Note: This repo is used for exploring different machine learning techniques. The dataset was selected due to the difficulty of developing a solid model without inappropriately coercing the data. This is an ongoing project.

Overview


This repo explores multiple machine learning techniques to identify children that may develop nearsightedness. The initial goal was to only run several models and compare the results but later I decided I wanted to create a multiphase analysis project where I could do the following:

  • Split a dataset with a variety of features into a low, medium, and high variance subsets.
  • Run a series of experiments on each dataset to see which model (feature selection, preprocessing, algorithm selection, tuning, and evaluation metrics) performs the best.
  • The process has currently been processed on a low variance subset with the following steps:
    • Feature Selection and Cleaning - outlier detection, correlation, VIF feature identification, feature interactions
    • Data Balancing - sampling techniques, target weighting, evaluation threshold changes
    • Algorithm Testing - preprocessing (previous steps), feature reduction, hyperparameter tuning, model evaluation, overfitting adjustments
    • Test-train-split Evaluation - the best model is used to determine if the original splits are appropriate.
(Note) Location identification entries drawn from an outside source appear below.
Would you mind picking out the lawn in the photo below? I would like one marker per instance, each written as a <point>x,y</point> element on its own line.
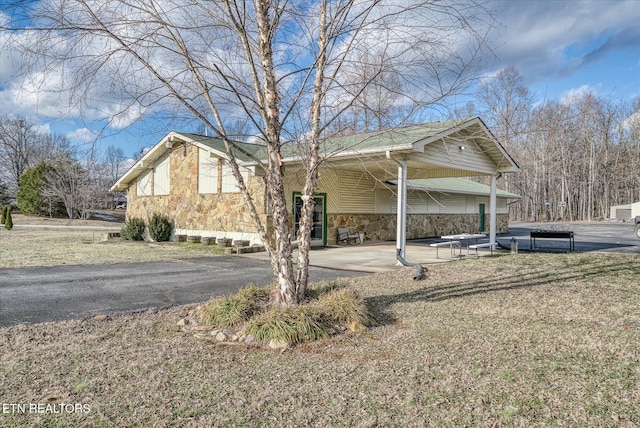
<point>49,245</point>
<point>527,340</point>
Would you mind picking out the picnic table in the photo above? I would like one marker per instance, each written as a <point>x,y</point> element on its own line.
<point>455,239</point>
<point>552,234</point>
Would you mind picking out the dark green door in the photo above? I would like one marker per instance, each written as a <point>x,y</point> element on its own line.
<point>319,228</point>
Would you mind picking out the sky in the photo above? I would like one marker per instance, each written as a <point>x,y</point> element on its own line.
<point>559,47</point>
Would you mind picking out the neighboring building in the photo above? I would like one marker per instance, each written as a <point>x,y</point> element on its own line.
<point>625,212</point>
<point>186,177</point>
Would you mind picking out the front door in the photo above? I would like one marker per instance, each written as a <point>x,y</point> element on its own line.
<point>319,228</point>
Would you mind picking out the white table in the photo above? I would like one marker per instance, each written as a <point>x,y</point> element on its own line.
<point>466,237</point>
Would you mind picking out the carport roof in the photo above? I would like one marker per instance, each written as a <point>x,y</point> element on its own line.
<point>455,185</point>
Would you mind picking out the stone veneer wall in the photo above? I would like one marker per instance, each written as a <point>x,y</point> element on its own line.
<point>382,227</point>
<point>192,212</point>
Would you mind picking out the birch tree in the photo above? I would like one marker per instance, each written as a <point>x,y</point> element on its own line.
<point>284,67</point>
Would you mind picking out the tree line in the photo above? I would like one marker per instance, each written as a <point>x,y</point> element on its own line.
<point>43,174</point>
<point>578,156</point>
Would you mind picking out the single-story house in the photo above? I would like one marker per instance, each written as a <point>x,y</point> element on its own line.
<point>368,183</point>
<point>625,212</point>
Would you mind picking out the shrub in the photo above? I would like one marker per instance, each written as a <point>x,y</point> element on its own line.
<point>160,228</point>
<point>133,229</point>
<point>8,221</point>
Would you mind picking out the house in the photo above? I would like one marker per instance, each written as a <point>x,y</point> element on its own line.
<point>370,183</point>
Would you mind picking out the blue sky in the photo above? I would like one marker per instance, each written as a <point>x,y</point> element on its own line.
<point>559,47</point>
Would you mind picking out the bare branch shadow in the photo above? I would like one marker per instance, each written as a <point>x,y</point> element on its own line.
<point>380,305</point>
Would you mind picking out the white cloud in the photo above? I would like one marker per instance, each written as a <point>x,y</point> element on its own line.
<point>84,135</point>
<point>547,39</point>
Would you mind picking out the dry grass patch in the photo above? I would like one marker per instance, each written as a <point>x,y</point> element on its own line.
<point>533,340</point>
<point>27,246</point>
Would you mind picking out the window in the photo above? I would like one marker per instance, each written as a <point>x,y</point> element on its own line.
<point>144,184</point>
<point>161,178</point>
<point>207,172</point>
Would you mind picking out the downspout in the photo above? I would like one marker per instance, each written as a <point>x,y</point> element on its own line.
<point>493,214</point>
<point>401,228</point>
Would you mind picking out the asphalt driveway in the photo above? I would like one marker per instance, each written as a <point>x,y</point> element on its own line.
<point>40,294</point>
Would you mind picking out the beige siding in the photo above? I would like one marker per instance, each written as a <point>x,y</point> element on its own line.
<point>144,184</point>
<point>471,157</point>
<point>161,182</point>
<point>207,172</point>
<point>347,191</point>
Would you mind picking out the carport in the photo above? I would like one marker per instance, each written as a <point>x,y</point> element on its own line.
<point>461,148</point>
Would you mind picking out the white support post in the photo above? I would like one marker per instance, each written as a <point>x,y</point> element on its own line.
<point>493,209</point>
<point>401,229</point>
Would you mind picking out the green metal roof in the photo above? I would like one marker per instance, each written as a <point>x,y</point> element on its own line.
<point>395,138</point>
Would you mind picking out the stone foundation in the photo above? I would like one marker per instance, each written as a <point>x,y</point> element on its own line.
<point>382,227</point>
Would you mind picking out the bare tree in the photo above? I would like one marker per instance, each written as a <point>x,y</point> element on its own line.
<point>22,146</point>
<point>286,68</point>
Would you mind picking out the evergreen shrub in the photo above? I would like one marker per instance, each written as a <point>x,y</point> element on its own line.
<point>8,221</point>
<point>160,228</point>
<point>133,229</point>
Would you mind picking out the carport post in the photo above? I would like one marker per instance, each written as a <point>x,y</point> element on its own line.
<point>492,209</point>
<point>401,229</point>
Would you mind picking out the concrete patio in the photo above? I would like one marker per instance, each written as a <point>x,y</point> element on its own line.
<point>379,256</point>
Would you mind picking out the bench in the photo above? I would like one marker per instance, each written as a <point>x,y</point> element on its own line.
<point>451,245</point>
<point>490,245</point>
<point>552,234</point>
<point>345,236</point>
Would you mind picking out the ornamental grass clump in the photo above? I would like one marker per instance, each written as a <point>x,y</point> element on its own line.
<point>133,229</point>
<point>235,310</point>
<point>160,228</point>
<point>294,324</point>
<point>330,308</point>
<point>343,307</point>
The model was run on various subsets of data to determine the model variance versus train and test split sizes. The best split is used to re-run the models and monitor the effects.
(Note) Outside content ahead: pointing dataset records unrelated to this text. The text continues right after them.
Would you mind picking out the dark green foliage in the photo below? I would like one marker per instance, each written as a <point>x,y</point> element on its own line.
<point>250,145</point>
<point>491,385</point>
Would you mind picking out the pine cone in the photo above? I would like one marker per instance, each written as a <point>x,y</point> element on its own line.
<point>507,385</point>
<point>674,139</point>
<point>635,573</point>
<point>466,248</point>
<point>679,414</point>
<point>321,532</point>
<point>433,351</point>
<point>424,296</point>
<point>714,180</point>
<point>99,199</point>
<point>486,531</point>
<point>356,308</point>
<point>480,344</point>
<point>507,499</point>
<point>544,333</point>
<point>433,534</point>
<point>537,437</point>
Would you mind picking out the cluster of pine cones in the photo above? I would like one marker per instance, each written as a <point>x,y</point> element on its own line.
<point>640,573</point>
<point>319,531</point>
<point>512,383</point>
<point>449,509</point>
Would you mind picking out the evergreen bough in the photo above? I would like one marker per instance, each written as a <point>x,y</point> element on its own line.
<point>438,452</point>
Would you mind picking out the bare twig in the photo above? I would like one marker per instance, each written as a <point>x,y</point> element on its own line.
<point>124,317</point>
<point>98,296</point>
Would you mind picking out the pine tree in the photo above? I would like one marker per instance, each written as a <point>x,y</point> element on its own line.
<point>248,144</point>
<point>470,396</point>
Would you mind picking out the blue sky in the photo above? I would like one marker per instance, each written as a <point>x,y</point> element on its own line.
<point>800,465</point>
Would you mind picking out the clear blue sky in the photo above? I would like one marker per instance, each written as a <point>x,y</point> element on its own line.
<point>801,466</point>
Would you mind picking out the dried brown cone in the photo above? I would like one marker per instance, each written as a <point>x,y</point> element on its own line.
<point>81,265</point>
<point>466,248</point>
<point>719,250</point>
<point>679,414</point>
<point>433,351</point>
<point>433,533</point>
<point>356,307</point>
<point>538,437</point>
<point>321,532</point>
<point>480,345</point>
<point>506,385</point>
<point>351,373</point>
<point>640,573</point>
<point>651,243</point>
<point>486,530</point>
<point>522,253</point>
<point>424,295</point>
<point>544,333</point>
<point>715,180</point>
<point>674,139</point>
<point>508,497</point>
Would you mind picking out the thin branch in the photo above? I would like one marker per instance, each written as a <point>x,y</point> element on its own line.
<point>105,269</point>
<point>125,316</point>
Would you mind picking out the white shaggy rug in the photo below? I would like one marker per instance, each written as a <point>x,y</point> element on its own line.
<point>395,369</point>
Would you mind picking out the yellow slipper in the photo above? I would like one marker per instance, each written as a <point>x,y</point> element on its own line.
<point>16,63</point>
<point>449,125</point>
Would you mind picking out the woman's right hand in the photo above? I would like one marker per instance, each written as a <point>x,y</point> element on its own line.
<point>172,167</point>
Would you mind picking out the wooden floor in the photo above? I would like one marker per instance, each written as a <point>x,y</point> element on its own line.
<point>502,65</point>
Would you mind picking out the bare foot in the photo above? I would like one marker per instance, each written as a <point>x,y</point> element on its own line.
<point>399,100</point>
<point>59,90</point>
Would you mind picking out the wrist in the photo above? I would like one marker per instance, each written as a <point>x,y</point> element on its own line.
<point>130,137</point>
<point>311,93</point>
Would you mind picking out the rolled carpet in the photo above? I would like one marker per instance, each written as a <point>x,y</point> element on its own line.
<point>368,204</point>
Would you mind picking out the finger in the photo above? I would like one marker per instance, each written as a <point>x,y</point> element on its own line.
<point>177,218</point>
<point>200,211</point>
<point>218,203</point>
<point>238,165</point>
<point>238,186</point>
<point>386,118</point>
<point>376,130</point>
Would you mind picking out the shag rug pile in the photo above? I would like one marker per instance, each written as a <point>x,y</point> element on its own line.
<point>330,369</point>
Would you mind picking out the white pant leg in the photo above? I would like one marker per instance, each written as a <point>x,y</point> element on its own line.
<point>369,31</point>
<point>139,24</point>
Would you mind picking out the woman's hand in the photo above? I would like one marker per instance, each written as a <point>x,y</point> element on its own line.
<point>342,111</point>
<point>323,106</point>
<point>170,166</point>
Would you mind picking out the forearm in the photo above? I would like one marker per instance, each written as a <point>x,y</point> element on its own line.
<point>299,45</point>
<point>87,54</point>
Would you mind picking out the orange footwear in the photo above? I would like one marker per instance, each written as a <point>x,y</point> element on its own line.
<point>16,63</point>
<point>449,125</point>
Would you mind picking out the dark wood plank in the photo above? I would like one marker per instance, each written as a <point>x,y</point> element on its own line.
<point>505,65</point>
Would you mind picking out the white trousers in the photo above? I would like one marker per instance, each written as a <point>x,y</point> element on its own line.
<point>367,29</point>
Project status: Most of the experimenting on the low variance dataset is complete and the code is being refactored and modified to use pipelines. In the future, several of the methods used will be tested on synthetically generated data that will represent different ways data can vary - this will help verify best practices with test-train-split selections, data balancing, hyperparamter turning, and evaluation.

Limitations

The dataset is a subset from the Orinda Longitudinal Study of Myopia (OLSM) study. Having the entire dataset covering the entire range of measurements would be interesting especially when determining the rate of change in SPHEQ. Although this is an interesting problem, analyzing the data over time would probably be a better method than the snapshot in time provided.

For information about the reasons I selected this dataset and the scope of the project, please read my project scoping document.


Technologies

  • Python
  • Scikit-Learn
  • TensorFlow
  • Imbalanced-Learn
  • Google Colaboratory
  • FLAML AutoML by Microsoft

Data Source

Reduced dataset from Orinda Longitudinal Study of Myopia conducted by the US National Eye Institute

This study observed children starting from about 5 to 9 years old for a period of six years. The data in the subset appears to be data collected upon their initial enrollment in the study and whether the subject developed myopia during the 6 year timeframe. Myopic was defined as when a subject has a spherical equivalent refraction (SPHEQ) measurement of less than -0.75D. It should be noted that initial SPHEQ was recorded but changes in this variable over time were not included nor was the date when the subject was verified as having myopia.


Process

Overall I am trying to find the right combination of data preparation, algorithm selection, and algorithm tuning to make the best model possible. For full details of my process then see the process writeup.


Analysis

Exploratory Data Analysis

For more information about the feature selection, see my notes or read the notes and summaries from the notebooks

  • For this analysis I decided that it would be fine to work on a highly filtered dataset and then redo the process several times with more variation in the data with each iteration.
  • The final dataset has data of only 6 year olds and about 372 records after removing records that may be considered outliers (extreme cases), special cases, or faulty data.
  • Of the available features, I selected to use SPHEQ, SPORTHR, DADMY and total_positive_screen as signficant features and I also included ACD', LT, and VCD for future experiments. All the testing I performed indicated that the same variables were important. I should also note that in my future analyses that I used delta_spheq instead of SPHEQ but the two are very similar. The label or target is MYOPIC.
  • Interacting features could be AL since it's partial dependence plot showed some positive and negative results. SPHEQ is also an interesting variable but it will be left in the dataset.

Data Balancing

The dataset is 13% myopic cases. This is fairly significantly imbalanced.

For more information about the data balancing experiments, see my notes or read the notes and summaries from the notebooks

Balancing Effect on Distributions

  • SMOTE or ADASYN seem to work the best when balancing but with this dataset the integrity of the distribution is largely maintained so there are no major distortions when using the other tested methods. Dataset size is the main issue so undersampling may cause problems.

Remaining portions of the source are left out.